Resource-rich Venezuela struggles to keep lights, taps on

Trees and water marks are seen on previously submerged land at Guri dam in Bolivar state, Venezuela April 12, 2016. REUTERS/Carlos Garcia Rawlins

PUERTO ORDAZ, Venezuela, (Reuters) – Residents of Venezuela’s southern city of Puerto Ordaz enjoy pleasant views of the Orinoco and Caroni rivers and are a half hour’s drive from one of the world’s biggest hydroelectric dams.

Trees and water marks are seen on previously submerged land at Guri dam in Bolivar state, Venezuela April 12, 2016. REUTERS/Carlos Garcia Rawlins
Trees and water marks are seen on previously submerged land at Guri dam in Bolivar state, Venezuela April 12, 2016. REUTERS/Carlos Garcia Rawlins

Yet most days they suffer water and power cuts.

The irony is not lost on Marelis Gonzalez, who runs the “Las Chinas” food store. She is fed up with constant outages that halt her fridges, making drinks lukewarm and spoiling meat.
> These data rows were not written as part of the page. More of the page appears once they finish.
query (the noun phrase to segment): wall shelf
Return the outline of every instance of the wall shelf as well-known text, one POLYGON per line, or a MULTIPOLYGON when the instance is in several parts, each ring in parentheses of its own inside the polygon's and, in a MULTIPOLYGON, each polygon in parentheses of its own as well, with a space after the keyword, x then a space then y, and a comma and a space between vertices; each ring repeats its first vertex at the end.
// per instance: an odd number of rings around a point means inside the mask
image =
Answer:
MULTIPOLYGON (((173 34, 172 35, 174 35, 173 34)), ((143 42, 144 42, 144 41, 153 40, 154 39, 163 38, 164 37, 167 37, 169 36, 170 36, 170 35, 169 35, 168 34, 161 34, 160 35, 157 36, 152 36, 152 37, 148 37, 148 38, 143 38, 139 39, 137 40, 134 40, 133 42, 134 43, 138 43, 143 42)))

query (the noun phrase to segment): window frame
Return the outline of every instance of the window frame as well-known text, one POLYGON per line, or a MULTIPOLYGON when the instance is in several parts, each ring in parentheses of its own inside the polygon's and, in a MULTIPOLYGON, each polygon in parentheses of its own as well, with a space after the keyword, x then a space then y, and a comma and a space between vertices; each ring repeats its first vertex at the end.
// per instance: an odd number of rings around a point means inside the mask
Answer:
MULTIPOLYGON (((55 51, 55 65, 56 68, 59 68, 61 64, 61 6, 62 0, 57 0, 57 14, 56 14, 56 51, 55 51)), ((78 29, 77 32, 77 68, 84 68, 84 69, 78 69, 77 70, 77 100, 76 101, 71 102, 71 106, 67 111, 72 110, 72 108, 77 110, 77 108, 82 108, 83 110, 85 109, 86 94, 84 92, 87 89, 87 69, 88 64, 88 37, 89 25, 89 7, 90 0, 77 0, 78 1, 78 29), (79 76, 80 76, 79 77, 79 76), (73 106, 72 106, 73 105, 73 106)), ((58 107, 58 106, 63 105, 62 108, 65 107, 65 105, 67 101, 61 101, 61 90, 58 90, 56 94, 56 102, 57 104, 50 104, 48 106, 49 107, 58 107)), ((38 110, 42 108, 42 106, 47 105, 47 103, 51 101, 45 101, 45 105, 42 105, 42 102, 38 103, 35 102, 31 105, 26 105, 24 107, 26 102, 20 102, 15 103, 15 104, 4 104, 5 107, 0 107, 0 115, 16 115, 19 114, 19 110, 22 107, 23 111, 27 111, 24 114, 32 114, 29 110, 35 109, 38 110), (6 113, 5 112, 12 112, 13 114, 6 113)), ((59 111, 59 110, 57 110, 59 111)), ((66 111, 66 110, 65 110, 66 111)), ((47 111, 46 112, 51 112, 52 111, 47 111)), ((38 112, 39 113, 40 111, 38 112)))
“We should be the last ones without power or water,” Gonzalez tuts at the counter on an oppressively hot morning without services in the middle-class, hilltop Villa Brasil district. “If it’s like this for us, imagine those far away!”

Across the road, 82-year-old Arcelia Leandro is waiting patiently in her kitchen for power and water to cook lunch for her grandchildren. “It’s been like this for three months, cuts every day. We’ve never had a situation like this. Horrible.”

Venezuela’s energy and water problems have escalated in the last few weeks: yet another headache for the OPEC nation’s 30 million people already reeling from recession, the world’s highest inflation rate, and scarcities of basic goods.

Officials in President Nicolas Maduro’s socialist government say they can hardly believe their bad luck. After the global oil price collapse slashed revenues by more than half, along came the drought-inducing El Niño weather phenomenon.

That has sent water levels at the all-important Guri dam and hydroelectric complex, just south-west of Puerto Ordaz, to a record low and nearing a critical 240-meter level where some turbines would be inoperable.

“It’s like having a car without any fuel,” Electricity Minister Luis Motta told Reuters, showing where waters at Guri had receded to reveal long-sunken boats, form sand dunes, and even expose roads flooded in the 1960s when the dam was formed.

“It’s difficult to defeat nature.”

Already unpopular and facing an opposition push to remove him, Maduro has launched an energy-saving campaign and imposed rationing, although he euphemistically calls it a ‘Plan for Load Administration.’ But the government’s main hope is pinned on late rains in the south, forecast for May or June.

Critics say the government is using El Niño as a convenient scapegoat to hide incompetent management of the electricity sector: insufficient investment, poor maintenance, corruption, and a failure to diversify away from the Guri which provides two-thirds of Venezuela’s power.

After a 2009-10 drought that also led to electricity rationing and hurt late president Hugo Chavez’s presidency, the government poured investment into thermoelectric projects to try to prevent a repeat.

Stalin Gonzalez, a lawmaker who heads the opposition-run National Assembly’s administration and services committee, said $21 billion had been put into the electricity sector since 2010. “What did they do during all this time?” he asked.

Opposition politicians have lambasted Maduro’s power-saving measures, including giving state workers a two-day week, urging women to reduce the use of hair-dryers, and changing Venezuela’s time-zone so there is half an hour more light in the evenings.